On a good day, Blake’s job as a Pinterest moderator meant clicking through an endless dragnet of fetish material, adult nudity, and “sexy lady” miscellany. Hide, delete, strike, or ban? These decisions took mere seconds. In fact, the pornography label was considered so straightforward that new hires were reportedly trained on it.
But one day in 2017, Blake discovered something horrifying. Within a network of sexual child images sat an innocently named Pinterest board. “Something like ‘My Pics,’ or ‘My Computer,’” Blake told OneZero. The board was set to secret, visible only to its owner. It contained photos of an infant and a toddler, “nothing violating in any sense, but photos you’d take if you were babysitting,” Blake says. But because the board orbited other accounts that posted child abuse content, Blake suspected these children were at risk of sexual exploitation. They escalated the issue to a manager, asking if Pinterest should investigate the user’s IP or report the photos to law enforcement.

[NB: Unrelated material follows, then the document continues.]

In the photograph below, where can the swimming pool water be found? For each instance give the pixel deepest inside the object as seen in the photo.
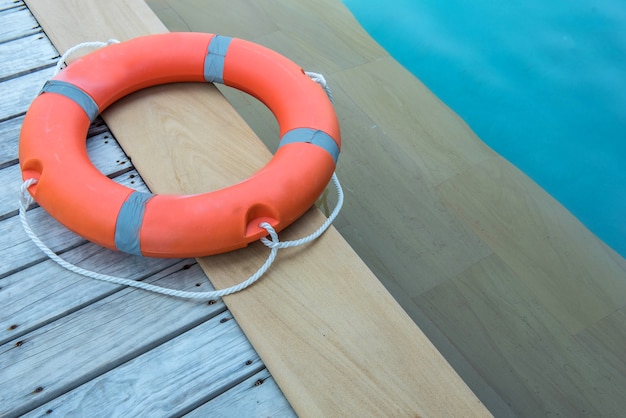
(541, 82)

But to their dismay, Blake said they were told that “no imminent threat” was present. “I remember being like, ‘What the fuck.’” The account was ultimately banned for violating Pinterest’s policy against inappropriate images of minors, yet “no external or even further internal actions were taken.”
OneZero spoke to three former Pinterest moderators, or trust and safety specialists, who worked at the company between 2016 and 2019. These individuals served as frontline workers, keeping harmful content at bay. According to their testimonies, they had inadequate resources and minimal mental health support. They worked full-time as contractors for Pinterest’s Trust and Safety team, earning between $25 and $32 per hour. All three signed nondisclosure agreements (NDAs) with Pinterest, and because of that, OneZero is referring to them using pseudonyms.
The pornography label was considered so straightforward that new hires were reportedly trained on it.